The Silk Road Project, a nonprofit arts and educational organization created by world-renowned cellist Yo-Yo Ma ’76, will move its headquarters from the Rhode Island School of Design in Providence, R.I. to a Harvard property in Allston in July.
The lease marks the University’s second successful letting of a vacant property in the neighborhood since the December announcement that Harvard would be aggressively pursuing tenants for its unoccupied holdings in Allston. The announcement came in the wake of the indefinite halt of construction on the Allston Science Complex, a major component of Harvard’s plans to build a new campus across the Charles River.
The Silk Road Project recently completed a five year residency at the Harvard Graduate School of Education, a collaboration that motivated the organization to move to Allston in order to form a deeper partnership with the University, according to Ma.
“By actually being more on campus we can have a deeper engagement with and understanding of what’s actually happening at the University,” he said.
Ma emphasized that the move will help advance the organization’s goal of bringing together artists and audiences worldwide to engage in multidisciplinary artistic exchange.
“What we want to do is maximize the passion for and the memorability of learning things,” Ma said. “We want to sponsor courses at Harvard where people are making things, emphasizing the continuity between thinking and making, using all of our senses in order to pursue creative inquiry.” In addition to sponsoring and informing course offerings, the Silk Road Project hopes to hold symposia on subjects ranging from the state of the arts to community involvement.
University officials said they had high hopes for the Silk Road Project’s involvement in arts programming at Harvard.
“Silk Road’s move to Harvard is also a representation of Harvard’s commitment to the arts and to international dimensions on the arts,” University President Drew G. Faust said.
Ma also said that Silk Road hopes to be directly involved with the Allston community.
“We want to listen to their wish-list and see if there’s any way of making some of those things happen,” Ma said.
Faust also said she was excited to see how the Silk Road Project would integrate itself into the Allston neighborhood.
“I think the Silk Road’s engagement with Harvard and the community will be a real plus for all of us,” Faust said.
Allston resident Ray Mellone, who chairs the Harvard Allston Task Force, echoed those sentiments.

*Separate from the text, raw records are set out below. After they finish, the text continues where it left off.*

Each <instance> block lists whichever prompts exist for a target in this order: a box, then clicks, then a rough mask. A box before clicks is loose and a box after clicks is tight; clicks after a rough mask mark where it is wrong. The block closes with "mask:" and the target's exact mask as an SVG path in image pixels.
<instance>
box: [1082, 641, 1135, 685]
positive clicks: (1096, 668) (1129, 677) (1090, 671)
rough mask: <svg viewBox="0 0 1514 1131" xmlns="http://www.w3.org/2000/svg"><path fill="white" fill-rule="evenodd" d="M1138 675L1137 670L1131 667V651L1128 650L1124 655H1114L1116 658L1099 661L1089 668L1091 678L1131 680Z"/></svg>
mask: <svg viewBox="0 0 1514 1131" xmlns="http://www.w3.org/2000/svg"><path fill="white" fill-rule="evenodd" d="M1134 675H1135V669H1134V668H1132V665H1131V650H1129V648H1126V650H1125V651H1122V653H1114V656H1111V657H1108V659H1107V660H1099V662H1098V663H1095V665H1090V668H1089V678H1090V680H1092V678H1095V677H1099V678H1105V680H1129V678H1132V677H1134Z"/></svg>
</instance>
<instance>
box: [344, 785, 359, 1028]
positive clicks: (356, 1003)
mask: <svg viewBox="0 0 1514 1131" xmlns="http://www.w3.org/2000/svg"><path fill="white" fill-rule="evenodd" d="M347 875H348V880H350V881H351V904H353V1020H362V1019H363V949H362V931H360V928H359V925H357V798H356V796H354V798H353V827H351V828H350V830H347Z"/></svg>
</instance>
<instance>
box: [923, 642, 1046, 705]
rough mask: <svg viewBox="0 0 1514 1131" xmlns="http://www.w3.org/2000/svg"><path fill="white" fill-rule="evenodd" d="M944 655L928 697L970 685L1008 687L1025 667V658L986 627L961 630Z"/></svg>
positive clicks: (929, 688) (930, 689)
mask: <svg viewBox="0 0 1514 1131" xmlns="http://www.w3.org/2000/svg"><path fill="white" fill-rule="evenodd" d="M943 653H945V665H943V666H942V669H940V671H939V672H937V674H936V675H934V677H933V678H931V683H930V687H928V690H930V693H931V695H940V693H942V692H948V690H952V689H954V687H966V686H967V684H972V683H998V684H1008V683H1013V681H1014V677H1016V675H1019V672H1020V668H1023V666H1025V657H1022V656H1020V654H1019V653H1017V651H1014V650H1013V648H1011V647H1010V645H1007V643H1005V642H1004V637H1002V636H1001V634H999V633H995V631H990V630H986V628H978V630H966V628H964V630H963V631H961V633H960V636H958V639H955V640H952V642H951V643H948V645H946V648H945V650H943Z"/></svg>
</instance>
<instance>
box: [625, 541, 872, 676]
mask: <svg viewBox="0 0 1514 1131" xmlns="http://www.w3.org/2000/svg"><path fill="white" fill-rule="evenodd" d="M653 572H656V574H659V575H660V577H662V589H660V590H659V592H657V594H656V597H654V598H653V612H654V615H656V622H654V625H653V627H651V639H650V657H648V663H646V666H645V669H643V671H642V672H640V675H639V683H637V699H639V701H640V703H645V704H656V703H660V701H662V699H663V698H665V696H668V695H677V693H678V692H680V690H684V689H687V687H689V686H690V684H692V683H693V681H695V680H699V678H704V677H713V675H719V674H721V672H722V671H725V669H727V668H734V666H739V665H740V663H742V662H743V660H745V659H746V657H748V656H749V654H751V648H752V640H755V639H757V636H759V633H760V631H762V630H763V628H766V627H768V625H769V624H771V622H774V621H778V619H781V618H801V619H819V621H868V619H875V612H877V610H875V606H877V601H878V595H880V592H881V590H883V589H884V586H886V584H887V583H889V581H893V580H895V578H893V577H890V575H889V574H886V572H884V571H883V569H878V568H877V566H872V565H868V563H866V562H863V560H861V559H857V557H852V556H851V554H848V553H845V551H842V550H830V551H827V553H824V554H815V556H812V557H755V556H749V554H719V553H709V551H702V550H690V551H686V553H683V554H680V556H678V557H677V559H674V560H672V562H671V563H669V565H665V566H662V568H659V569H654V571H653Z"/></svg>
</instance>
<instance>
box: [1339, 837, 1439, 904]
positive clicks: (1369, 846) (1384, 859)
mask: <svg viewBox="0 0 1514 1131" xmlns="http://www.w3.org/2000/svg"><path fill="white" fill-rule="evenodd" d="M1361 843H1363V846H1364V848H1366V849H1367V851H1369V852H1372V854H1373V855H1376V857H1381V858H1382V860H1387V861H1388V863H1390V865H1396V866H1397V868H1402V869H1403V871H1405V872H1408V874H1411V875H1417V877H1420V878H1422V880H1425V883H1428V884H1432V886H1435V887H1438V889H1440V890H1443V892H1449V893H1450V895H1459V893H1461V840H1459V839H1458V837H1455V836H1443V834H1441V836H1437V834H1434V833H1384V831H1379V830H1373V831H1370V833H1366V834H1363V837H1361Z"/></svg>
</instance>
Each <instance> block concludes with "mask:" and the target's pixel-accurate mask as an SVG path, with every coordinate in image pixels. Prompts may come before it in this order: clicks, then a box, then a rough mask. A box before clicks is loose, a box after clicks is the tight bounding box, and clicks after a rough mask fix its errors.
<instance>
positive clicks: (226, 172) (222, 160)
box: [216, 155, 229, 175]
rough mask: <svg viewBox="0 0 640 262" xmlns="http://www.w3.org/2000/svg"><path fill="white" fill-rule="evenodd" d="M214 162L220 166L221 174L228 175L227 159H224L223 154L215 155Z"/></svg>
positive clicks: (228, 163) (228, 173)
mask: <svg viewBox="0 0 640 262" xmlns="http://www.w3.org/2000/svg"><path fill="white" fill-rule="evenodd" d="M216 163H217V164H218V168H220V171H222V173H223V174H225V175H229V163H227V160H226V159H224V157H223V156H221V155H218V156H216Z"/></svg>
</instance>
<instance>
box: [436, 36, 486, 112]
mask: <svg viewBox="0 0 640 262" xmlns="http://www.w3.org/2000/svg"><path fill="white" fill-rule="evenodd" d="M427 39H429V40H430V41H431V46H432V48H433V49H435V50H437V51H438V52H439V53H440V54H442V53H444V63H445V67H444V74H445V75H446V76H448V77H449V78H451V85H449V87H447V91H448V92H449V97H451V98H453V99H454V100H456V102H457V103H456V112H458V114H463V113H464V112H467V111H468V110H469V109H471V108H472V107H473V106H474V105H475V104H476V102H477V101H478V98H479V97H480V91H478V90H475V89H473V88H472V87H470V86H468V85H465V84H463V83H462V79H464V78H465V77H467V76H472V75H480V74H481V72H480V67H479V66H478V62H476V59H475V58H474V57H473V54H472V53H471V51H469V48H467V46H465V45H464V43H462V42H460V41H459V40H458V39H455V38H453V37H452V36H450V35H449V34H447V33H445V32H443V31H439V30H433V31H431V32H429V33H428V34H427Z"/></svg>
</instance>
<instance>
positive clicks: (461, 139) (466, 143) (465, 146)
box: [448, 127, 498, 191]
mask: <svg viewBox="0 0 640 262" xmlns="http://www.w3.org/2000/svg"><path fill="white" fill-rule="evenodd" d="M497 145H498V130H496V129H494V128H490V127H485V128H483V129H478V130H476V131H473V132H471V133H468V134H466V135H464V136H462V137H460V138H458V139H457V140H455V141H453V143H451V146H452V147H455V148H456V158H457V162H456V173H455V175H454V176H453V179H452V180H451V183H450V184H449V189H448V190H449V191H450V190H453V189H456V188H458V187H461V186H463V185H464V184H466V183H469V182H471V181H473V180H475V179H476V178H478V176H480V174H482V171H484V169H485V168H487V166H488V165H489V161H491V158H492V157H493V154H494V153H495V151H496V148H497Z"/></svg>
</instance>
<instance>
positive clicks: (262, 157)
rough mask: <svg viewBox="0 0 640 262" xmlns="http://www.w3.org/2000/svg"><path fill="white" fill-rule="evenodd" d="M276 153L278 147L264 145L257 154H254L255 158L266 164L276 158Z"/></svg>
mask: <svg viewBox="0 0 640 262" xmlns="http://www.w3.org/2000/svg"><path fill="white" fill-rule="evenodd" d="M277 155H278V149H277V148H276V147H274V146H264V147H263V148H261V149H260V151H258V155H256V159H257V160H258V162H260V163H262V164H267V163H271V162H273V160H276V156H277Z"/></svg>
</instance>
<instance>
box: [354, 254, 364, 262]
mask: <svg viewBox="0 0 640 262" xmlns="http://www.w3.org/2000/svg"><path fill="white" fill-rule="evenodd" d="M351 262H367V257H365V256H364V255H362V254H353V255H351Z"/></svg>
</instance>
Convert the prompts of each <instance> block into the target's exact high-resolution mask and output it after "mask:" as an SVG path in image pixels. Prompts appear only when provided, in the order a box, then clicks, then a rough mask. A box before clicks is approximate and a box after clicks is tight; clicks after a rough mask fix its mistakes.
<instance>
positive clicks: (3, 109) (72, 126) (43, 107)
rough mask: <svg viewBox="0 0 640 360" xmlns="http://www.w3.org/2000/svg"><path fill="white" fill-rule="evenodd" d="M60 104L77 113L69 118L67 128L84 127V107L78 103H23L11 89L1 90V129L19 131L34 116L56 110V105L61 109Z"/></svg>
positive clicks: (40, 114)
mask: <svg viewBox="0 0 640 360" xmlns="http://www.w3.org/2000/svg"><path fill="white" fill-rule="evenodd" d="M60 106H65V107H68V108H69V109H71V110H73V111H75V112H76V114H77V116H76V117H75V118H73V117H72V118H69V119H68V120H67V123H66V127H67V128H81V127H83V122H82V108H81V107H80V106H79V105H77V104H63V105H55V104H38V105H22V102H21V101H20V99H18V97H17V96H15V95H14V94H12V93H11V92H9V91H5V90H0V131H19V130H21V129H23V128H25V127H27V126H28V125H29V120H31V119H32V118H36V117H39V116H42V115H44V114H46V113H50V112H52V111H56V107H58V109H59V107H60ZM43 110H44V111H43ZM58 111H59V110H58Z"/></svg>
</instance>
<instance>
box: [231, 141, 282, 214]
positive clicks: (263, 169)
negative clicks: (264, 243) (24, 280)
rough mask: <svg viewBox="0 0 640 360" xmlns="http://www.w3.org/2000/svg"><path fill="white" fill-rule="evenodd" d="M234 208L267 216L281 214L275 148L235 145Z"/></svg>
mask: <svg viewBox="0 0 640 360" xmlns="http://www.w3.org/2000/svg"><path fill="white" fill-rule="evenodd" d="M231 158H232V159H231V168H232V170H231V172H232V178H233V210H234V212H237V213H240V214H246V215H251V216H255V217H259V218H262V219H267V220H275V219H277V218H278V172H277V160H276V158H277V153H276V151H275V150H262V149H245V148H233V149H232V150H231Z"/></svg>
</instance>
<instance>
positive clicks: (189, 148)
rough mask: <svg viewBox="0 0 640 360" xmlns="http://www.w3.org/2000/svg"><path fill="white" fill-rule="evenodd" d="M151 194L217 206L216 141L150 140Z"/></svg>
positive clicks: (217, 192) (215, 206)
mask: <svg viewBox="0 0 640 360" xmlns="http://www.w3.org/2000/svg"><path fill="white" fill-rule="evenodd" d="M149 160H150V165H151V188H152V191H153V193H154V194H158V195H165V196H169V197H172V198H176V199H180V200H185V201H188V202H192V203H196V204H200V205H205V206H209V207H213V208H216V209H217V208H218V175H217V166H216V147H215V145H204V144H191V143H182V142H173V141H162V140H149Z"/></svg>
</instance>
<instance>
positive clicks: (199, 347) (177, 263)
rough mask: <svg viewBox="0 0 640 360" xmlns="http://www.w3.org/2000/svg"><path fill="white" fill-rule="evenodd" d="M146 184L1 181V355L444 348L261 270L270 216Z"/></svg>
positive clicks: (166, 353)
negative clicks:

“I think it will benefit the community,” Mellone said, adding that he especially hoped the Silk Road Project would improve arts education in Allston.
Silk Road’s move to the neighborhood is emblematic of Harvard’s overall leasing strategy in Allston, according to University Executive Vice President Katherine N. Lapp, who oversees the leasing of Harvard’s Allston property and its relations with the local community.
“This is an example of weaving together Harvard’s priorities along with our spaces in Allston, not only to bring vibrancy to the community, but to reflect this institution’s priorities,” Lapp said.
The announcement of Silk Road’s move comes less than three weeks after Harvard finalized the lease of another one of its Allston properties to Earth Watch, a nonprofit environmental organization.
Lapp said she hopes to announce more leases to local organizations in the near future.
“We leave no stone unturned,” Lapp said. “We continue to follow up with people. We will continue to be as aggressive as we have been.”